2. Experimental Methods
We provide a brief description of the experimental method, while the details and theoretical background concerning the data processing, multivariate curve resolution (MCR) analysis, density functional theory (DFT) cluster optimization, molecular dynamics (MD) simulations, and NEXAFS calculations are reported in the Supporting Information (SI). The experiments were carried out at the APE High Energy beamline at the Elettra Synchrotron radiation source (Basovizza, Italy). AP-NEXAFS operando measurements were enabled by the use of a specially designed reaction cell. The samples inside the reactor cell can be heated from room temperature to approximately 400 °C and can be exposed to a flux of different gases at a pressure of 1 bar. Figure S1a shows the 3D rendering of the operando NEXAFS reaction cell designed at the APE-HE beamline. On the top of the cell, a Si3N4 membrane is mounted (orange circle in Figure S1a), which separates the volume of the reactor cell at atmospheric pressure (labeled with 1 in Figure S1b) from the ultrahigh vacuum (UHV) environment of the beamline, while allowing the passage of the soft X-rays. The sample is positioned inside the reactor, normal to the incident X-rays (2). Two pipes (inlet and outlet) are connected to the reactor (3), allowing the circulation of gas inside the reactor (also during spectra acquisition). The heating of the sample is possible thanks to a ceramic heater installed below the sample, outside the reactor (4). The NEXAFS spectra are recorded in the TEY mode: two electrical contacts (one on the 100 nm thick Si3N4 membrane and one on the sample holder) allow one to polarize the membrane (positively to accelerate the electrons away from the sample) and measure the drain current of the sample through a picoammeter. The measurements were performed through the picoammeter, keeping the sample grounded and applying a positive bias voltage of 40 V to the membrane.

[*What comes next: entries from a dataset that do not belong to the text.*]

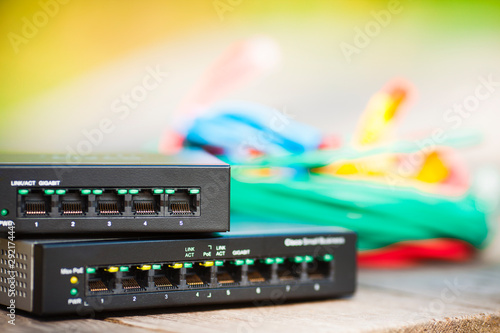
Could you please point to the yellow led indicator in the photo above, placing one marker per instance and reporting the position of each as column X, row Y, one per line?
column 207, row 263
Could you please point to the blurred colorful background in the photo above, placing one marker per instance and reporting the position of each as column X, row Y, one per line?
column 91, row 76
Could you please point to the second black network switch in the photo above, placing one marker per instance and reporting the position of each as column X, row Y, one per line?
column 86, row 276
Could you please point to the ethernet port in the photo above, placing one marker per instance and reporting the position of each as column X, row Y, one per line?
column 135, row 279
column 320, row 269
column 184, row 202
column 228, row 275
column 109, row 203
column 34, row 203
column 289, row 271
column 260, row 272
column 146, row 203
column 73, row 203
column 166, row 278
column 198, row 276
column 100, row 280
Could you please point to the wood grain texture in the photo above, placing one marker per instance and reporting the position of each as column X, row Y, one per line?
column 435, row 298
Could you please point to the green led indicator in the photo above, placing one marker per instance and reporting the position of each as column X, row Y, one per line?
column 239, row 262
column 298, row 259
column 328, row 257
column 269, row 261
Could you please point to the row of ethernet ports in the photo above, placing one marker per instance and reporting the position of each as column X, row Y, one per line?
column 57, row 202
column 207, row 274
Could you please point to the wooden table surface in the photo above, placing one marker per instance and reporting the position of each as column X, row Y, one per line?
column 431, row 298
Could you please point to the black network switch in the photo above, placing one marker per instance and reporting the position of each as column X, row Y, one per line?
column 85, row 276
column 114, row 193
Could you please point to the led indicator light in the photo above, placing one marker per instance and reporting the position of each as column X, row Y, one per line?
column 239, row 262
column 269, row 261
column 328, row 257
column 207, row 263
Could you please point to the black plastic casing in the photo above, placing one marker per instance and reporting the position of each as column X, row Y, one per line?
column 190, row 169
column 47, row 266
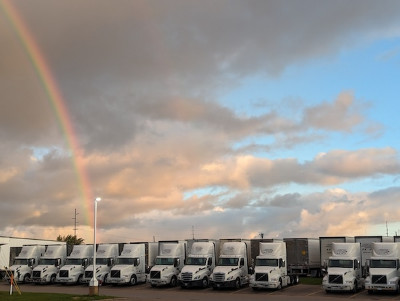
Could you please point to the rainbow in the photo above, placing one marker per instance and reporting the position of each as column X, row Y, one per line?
column 56, row 101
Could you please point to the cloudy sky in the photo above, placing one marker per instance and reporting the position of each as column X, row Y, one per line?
column 208, row 118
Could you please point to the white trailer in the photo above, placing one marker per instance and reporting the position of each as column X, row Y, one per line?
column 75, row 265
column 326, row 246
column 384, row 274
column 270, row 269
column 344, row 268
column 50, row 264
column 303, row 257
column 199, row 264
column 131, row 265
column 232, row 269
column 26, row 261
column 106, row 255
column 169, row 262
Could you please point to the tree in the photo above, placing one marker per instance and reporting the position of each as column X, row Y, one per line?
column 70, row 239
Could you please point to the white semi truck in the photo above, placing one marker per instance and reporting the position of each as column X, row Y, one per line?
column 344, row 268
column 26, row 261
column 169, row 263
column 131, row 265
column 232, row 269
column 106, row 255
column 384, row 274
column 75, row 265
column 199, row 265
column 270, row 269
column 50, row 264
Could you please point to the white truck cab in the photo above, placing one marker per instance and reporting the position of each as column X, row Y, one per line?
column 26, row 261
column 50, row 264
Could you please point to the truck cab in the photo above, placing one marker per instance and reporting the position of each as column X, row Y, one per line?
column 169, row 263
column 75, row 265
column 232, row 269
column 270, row 267
column 50, row 264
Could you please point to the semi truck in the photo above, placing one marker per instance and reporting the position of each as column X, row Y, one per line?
column 131, row 265
column 106, row 255
column 26, row 261
column 75, row 265
column 384, row 274
column 169, row 263
column 233, row 265
column 270, row 269
column 199, row 265
column 303, row 256
column 344, row 269
column 49, row 264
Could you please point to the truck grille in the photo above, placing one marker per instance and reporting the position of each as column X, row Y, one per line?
column 187, row 276
column 338, row 279
column 261, row 277
column 219, row 277
column 380, row 279
column 155, row 274
column 88, row 274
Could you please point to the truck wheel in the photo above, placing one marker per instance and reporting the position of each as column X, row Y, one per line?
column 173, row 281
column 237, row 283
column 133, row 280
column 204, row 282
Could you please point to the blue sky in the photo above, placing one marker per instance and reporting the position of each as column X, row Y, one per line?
column 233, row 117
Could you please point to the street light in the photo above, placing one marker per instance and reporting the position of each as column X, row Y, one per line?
column 94, row 284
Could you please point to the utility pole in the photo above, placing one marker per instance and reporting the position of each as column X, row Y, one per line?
column 75, row 222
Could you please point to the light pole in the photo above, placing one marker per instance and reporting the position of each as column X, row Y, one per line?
column 94, row 284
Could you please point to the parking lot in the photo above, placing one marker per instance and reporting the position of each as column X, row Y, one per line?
column 145, row 292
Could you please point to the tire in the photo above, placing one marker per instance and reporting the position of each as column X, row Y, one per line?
column 133, row 280
column 173, row 281
column 204, row 282
column 237, row 283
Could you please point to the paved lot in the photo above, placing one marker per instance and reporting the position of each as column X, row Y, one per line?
column 143, row 292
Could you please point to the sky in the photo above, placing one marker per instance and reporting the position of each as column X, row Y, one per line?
column 204, row 119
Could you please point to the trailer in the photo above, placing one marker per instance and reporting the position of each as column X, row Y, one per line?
column 303, row 257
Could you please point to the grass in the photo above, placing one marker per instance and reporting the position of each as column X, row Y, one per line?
column 5, row 296
column 311, row 280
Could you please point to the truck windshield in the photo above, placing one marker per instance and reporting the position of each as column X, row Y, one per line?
column 126, row 261
column 47, row 261
column 196, row 261
column 102, row 261
column 164, row 261
column 21, row 261
column 228, row 261
column 340, row 263
column 266, row 262
column 74, row 261
column 382, row 263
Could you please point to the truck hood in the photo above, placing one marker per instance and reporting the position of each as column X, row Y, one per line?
column 225, row 269
column 160, row 268
column 389, row 273
column 193, row 268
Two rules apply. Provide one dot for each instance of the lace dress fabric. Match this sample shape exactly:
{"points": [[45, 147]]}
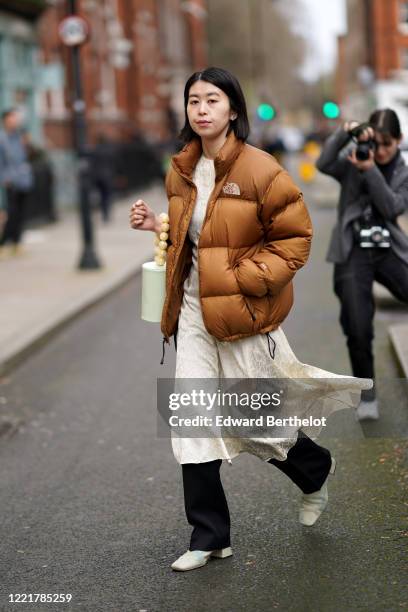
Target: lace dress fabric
{"points": [[314, 392]]}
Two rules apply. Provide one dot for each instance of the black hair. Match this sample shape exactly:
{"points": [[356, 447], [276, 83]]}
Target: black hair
{"points": [[7, 112], [229, 84], [386, 122]]}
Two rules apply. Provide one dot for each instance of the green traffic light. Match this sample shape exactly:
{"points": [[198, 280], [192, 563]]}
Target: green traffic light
{"points": [[266, 112], [331, 110]]}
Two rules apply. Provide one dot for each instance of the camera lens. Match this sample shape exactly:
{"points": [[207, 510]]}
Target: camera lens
{"points": [[363, 151], [376, 236]]}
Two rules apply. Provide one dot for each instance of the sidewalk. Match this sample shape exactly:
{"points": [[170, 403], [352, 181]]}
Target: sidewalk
{"points": [[42, 289]]}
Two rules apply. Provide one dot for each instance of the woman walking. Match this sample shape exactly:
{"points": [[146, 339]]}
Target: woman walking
{"points": [[367, 243], [239, 231]]}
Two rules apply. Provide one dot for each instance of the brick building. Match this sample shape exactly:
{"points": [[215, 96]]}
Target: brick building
{"points": [[134, 67], [373, 58]]}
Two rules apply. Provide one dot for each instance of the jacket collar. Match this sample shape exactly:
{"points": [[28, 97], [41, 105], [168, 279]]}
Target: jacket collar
{"points": [[185, 161]]}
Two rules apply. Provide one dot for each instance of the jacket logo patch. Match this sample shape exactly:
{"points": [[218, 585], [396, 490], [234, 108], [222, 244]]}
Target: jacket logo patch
{"points": [[232, 189]]}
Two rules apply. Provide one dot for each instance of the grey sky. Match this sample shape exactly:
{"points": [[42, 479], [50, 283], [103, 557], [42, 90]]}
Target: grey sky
{"points": [[322, 21]]}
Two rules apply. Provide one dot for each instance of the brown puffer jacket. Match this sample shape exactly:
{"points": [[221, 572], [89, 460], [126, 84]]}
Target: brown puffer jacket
{"points": [[256, 234]]}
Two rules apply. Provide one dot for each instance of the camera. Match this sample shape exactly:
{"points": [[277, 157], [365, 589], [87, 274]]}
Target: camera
{"points": [[375, 236], [363, 148]]}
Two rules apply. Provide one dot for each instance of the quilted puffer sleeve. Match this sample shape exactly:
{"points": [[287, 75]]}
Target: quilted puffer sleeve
{"points": [[288, 235]]}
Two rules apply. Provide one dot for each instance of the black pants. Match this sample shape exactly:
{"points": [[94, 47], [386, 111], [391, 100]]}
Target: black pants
{"points": [[16, 203], [353, 284], [307, 465]]}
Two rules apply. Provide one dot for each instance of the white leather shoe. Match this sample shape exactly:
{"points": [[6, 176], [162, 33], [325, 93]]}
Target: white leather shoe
{"points": [[193, 559], [367, 411], [313, 504]]}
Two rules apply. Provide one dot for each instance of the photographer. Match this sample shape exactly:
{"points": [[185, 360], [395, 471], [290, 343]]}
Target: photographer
{"points": [[367, 243]]}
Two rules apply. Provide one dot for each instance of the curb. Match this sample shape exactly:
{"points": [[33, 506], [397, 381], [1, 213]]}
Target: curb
{"points": [[40, 336]]}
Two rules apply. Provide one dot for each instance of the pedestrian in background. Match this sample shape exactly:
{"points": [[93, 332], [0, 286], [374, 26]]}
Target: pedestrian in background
{"points": [[367, 243], [239, 231], [16, 178]]}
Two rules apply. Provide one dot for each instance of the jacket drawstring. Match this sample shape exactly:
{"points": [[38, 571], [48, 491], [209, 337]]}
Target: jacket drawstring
{"points": [[164, 349], [272, 354], [168, 342]]}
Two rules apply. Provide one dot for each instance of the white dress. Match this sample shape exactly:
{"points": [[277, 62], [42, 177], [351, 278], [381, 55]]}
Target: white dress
{"points": [[201, 355]]}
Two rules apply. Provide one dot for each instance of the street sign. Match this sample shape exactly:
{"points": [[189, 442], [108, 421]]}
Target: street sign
{"points": [[73, 30]]}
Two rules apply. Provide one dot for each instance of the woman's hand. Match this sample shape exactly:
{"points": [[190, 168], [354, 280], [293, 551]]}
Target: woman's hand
{"points": [[362, 164], [143, 217]]}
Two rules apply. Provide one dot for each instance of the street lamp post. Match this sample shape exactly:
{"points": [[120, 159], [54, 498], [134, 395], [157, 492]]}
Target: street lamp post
{"points": [[88, 259]]}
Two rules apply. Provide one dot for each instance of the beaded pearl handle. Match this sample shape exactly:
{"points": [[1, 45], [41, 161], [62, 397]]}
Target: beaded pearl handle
{"points": [[160, 241]]}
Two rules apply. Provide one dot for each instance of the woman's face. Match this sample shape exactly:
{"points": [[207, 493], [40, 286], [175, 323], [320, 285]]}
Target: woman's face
{"points": [[208, 110], [387, 147]]}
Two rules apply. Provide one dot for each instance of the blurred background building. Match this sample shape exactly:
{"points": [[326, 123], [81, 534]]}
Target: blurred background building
{"points": [[134, 67], [140, 53]]}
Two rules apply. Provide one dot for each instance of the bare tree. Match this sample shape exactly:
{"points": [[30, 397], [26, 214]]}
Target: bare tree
{"points": [[254, 39]]}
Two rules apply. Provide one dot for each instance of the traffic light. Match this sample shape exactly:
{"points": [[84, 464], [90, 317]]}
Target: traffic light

MgO was purchased from Sigma-Aldrich. The powder was fixed on a titanium sample holder and pressed in a pit located onto the holder. The cell was mounted in the UHV chamber coaxially with the X-ray beam. The MgO starting sample was pretreated at a temperature T = 250 °C in flowing He at 50 standard cubic centimeters per minute (SCCM), after which the working temperature was lowered to T = 50 °C. The experiments were performed collecting the Mg K-edge spectra in the energy range 1275–1355 eV at T = 50 °C and under flowing gas mixtures of 3% H2O/He or 17% MeOH/He, in both cases at 50 SCCM and 1 bar. Each operando AP-NEXAFS spectrum was recorded in approximately 5 min.
3. Results and Discussion
The newly developed AP-NEXAFS technique is a powerful method to unveil the structural properties and the processes occurring at the surface of a material during exposure to water or organic solvents, due to its surface sensitivity. In this work we applied this innovative experimental method, in combination with a state of the art theoretical approach to investigate the MgO–water and MgO–methanol interfaces at ambient pressure. Our experimental procedure was divided into four consecutive steps:
-
1.
Initially, a clean MgO sample (pretreated in He at 250 °C to eliminate superficial impurities) was exposed to water vapor for 95 min using He as a carrier gas at a working temperature of 50 °C.
-
2.
In the second step, the water flux was interrupted and the temperature was increased up to 250 °C with a 3.3 °C per minute rate while exposing the sample to He.
-
3.
To investigate the superficial interaction of MgO with an organic solvent, the same sample was then exposed to methanol vapor (with He acting as a carrier gas) at a temperature of 50 °C for 85 min.
-
4.
Finally, the methanol flux was interrupted and the temperature of the system was increased up to 250 °C with a 6.6 °C per minute rate while exposing the sample to an inert atmosphere.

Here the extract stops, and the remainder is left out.